4 Responses to “Star Trek science”

  1. allogenes

    I get where you are coming from with this. Complaining about “scientific inaccuracy” in Star Trek is right up there with people who complain about any central concept of any movie or TV show. Kind of like all those people I know who got mad at the TV series House MD because every week he figures out why someone is sick. C’est la façon dont il est. Star Trek is whatever Star Trek is; and it has not been scientifically accurate in any incarnation.

    That being said, the new Star Trek franchise has tried (hard) to distinguish itself as its own thing, sui generis. I mean, its creator apparently didn’t even like TOS. Thus, it deserves the criticism from those who actually criticize it. Plus, I’m all for piling on as I am sick of people stealing and then re-treading my childhood memories! 🙂

    reply
  2. Jed

    That’s another thing I’ve been responding to a lot; maybe I’ll make that my next entry. On the Daily Show (starting around 02:30 in the first video on that page), Abrams said he didn’t like Trek as a kid but that some of the writers of the new movies did love Trek, so when he and the others were all happy with it, they figured they’d gotten it right. His comment is being interpreted by the fan community as “Abrams hates Trek and is therefore ruining it,’ but it came across to me as him saying “The new movies are intended to work both for longtime fans and for newcomers,” and I think that’s an awesome intent (setting aside the question of whether he succeeds).

    I kind of feel like most of the people who saw that clip did just what Jon Stewart joked that he was doing, and stopped listening after the part where Abrams said he hadn’t liked Trek as a kid.

    Anyway, I disagree that it’s trying to distance itself from the original; I think in this second movie in particular, the echoes are very strong and very intentional.

    reply
  3. allogenes

    Well, Abrams did emphasize the dislike of the philosophical aspect of the franchise and didn’t seem to say that he changed his mind on that. So I’m dinging him some points for that, the anti-philosophy bent, not for the not liking it as a kid part. I like the philosophical overtones. 🙂

    Nonetheless, my main complaint (or rant more likely) is against the constant retreading of franchises. In the case of ST it may work out; certainly there were those who cried that it was the end of the world when STTNG started, and now that appears (at least to me) to be the default ST universe. (I mean that in the sense of being “more canonical” in the resolution of debatable points; I realize that technically they are the same fictive universe.)

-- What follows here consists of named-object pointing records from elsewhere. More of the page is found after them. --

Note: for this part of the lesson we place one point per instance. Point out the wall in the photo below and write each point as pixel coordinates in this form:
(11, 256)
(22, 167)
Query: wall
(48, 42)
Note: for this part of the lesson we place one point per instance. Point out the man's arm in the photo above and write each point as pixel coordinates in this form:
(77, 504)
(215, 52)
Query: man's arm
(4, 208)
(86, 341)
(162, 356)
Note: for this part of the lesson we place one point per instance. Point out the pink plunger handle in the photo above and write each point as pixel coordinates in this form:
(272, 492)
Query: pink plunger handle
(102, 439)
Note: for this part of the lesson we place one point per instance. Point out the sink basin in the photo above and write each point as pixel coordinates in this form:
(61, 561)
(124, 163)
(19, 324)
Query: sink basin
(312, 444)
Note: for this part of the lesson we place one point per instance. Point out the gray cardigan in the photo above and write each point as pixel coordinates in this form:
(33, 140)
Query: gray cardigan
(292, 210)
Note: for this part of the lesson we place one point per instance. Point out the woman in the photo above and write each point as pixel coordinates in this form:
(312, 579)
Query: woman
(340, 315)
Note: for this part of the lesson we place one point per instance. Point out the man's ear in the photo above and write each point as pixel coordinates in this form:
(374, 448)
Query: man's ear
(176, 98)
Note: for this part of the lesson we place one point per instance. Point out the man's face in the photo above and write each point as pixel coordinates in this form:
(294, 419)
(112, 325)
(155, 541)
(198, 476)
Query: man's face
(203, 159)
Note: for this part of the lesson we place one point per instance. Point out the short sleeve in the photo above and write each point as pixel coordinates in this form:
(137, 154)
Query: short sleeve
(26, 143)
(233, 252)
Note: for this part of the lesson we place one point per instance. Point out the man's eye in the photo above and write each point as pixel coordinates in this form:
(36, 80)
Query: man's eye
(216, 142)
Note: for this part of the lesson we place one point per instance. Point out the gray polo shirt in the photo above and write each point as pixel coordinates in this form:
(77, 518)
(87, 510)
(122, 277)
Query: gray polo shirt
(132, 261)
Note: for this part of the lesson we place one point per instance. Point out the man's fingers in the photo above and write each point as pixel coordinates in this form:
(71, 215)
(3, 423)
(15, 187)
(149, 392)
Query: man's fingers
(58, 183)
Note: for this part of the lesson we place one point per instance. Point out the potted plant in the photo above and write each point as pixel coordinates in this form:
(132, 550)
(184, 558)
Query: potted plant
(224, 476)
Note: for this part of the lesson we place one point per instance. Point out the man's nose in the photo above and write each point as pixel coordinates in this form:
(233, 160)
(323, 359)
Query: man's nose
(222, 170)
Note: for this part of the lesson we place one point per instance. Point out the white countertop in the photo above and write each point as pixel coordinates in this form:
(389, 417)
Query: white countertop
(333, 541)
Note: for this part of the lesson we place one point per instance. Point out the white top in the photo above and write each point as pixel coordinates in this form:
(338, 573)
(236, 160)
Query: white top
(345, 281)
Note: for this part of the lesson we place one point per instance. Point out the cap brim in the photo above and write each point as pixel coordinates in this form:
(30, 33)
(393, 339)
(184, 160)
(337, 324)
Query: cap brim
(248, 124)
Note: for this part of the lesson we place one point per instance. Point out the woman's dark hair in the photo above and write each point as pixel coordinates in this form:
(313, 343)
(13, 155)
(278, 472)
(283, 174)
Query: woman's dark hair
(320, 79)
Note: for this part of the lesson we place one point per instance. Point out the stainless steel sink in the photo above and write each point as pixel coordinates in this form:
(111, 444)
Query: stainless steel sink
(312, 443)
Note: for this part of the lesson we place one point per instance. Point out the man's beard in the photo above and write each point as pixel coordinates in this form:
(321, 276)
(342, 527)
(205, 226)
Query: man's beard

    But I am just tired of all the retreads. Why cannot these supposedly creative people just try stuff that is new? I agree that there is little that is new in a deep sense, but ST, Doctor Who, Hitchhiker’s Guide, all the Marvel comics, even the A Team? It is not clear to me why we cannot just try new stuff. I am reminded of the cybernetician Ashby’s theorem about “requisite variety.” This is not how to get it.

    If Abrams wants to try something new and fail I’m a lot more forgiving if he’s trying something new. Smashing my childhood comes with an extra load of my personal bias against him, and all the others, for stealing my youth. 🙂

    reply
    • allogenes

      Obviously I meant: “If Abrams wants to try something new and fail I’m a lot more forgiving than if he is perverting some fond childhood memory.” Or words to that effect. Damnable lack of an edit button!